Friday, February 24, 2012
Like many other places in North America, winter as we usually experience it never quite arrived in Halifax this year. Yes, it's often been very cold but there was little snow and none of it lasted on the ground longer than a few days. Now that I know spring is lurking out there somewhere I've been doing my usual pining for a garden to plant things in. Living in an apartment isn't generally conducive to the cultivation of outdoor plants as an experience I had while living in Portland will testify. The dining area of that particular flat had some very large windows with enough hardware left by previous tenants that allowed me to hang up some extra shelves.
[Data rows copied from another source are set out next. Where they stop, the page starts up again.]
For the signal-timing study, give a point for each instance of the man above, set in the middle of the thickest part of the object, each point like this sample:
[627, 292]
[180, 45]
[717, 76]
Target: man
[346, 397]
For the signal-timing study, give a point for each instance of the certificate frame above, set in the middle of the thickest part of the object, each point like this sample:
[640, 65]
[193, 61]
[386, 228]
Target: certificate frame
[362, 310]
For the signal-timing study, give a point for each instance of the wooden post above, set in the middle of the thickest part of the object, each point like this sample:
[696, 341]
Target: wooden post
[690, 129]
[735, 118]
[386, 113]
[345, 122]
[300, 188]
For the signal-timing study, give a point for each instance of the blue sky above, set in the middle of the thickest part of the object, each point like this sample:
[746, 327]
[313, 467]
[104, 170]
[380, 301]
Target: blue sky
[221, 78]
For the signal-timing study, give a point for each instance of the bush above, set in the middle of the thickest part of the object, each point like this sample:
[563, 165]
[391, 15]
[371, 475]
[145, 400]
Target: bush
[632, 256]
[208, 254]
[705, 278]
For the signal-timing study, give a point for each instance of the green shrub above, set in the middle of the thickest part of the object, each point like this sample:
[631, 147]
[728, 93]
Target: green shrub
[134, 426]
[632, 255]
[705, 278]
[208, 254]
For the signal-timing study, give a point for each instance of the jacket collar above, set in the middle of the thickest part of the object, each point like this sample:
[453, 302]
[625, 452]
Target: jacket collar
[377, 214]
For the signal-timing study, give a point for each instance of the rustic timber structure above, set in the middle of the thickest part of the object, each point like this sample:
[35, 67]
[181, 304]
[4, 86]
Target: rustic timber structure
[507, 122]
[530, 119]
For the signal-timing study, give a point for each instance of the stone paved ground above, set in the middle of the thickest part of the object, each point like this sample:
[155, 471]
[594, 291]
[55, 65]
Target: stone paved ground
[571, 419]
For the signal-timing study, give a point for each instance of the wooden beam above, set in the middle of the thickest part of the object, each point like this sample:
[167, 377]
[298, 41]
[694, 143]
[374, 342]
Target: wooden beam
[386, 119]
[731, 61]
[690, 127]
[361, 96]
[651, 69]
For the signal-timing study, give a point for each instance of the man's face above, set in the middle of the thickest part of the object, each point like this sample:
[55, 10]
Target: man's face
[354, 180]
Instead of filling those windows with the usual indoorsy plants, that year I brought home several boxes of young geraniums and marigolds that I planted in pots. Within a few weeks I had a fabulous display of flowers but hadn't reckoned on just how smelly those outdoor blooms would make our home.. especially when you have more than twenty of them. They had to go long before their intended time.
Anyway, that winter we got lucky - if you can call it being lucky when a new landlord decides to renovate the building, including your apartment, while you're still living there. The luck was in having a very fine townhouse nearby come unexpectedly available, which gave me (for the first time) a balcony not too high above the ground facing east. I spent the rest of the winter planning a garden. Winters in the Pacific NW don't last all that long so we were soon visiting one of the big nurseries where I swooned over the pictures of the flowers fastened on the bare root rose bushes and tried to figure out just how a large a bamboo would fit the space along with a small tree and several pots of pampas grass. I got a bit carried away that year - the roses were gorgeous at first but eventually blighted, the bamboo died, and the pampas grass went into attack mode whenever we passed it.
Then came the day we saw a hummingbird and for the following six summers that garden was dedicated to our delight in seeing them. They seemed to enjoy examining us as well but it wasn't until late autumn one year that I caught the perfect picture. Several months later an eviction notice was delivered by new owners planning a condominium conversion and that was that for the garden.
I still think of gardening and all the people like me who simply have no access to seeing a little piece of Nature's magic unfold day by day. Just a few days ago I came across an article about the Beacon Food Forest project that has received the go ahead to plant Seattle's first permaculture garden in a city park. This spring a seven acre plot of land will be planted with hundreds of different kinds of edibles: walnut and chestnut trees; blueberry and raspberry bushes; fruit trees; herbs; and more. It will be perennial and self-sustaining. Best of all, anyone who walks through will be free to take anything they want.
I'm guessing there may well be some happy hummingbirds living there too.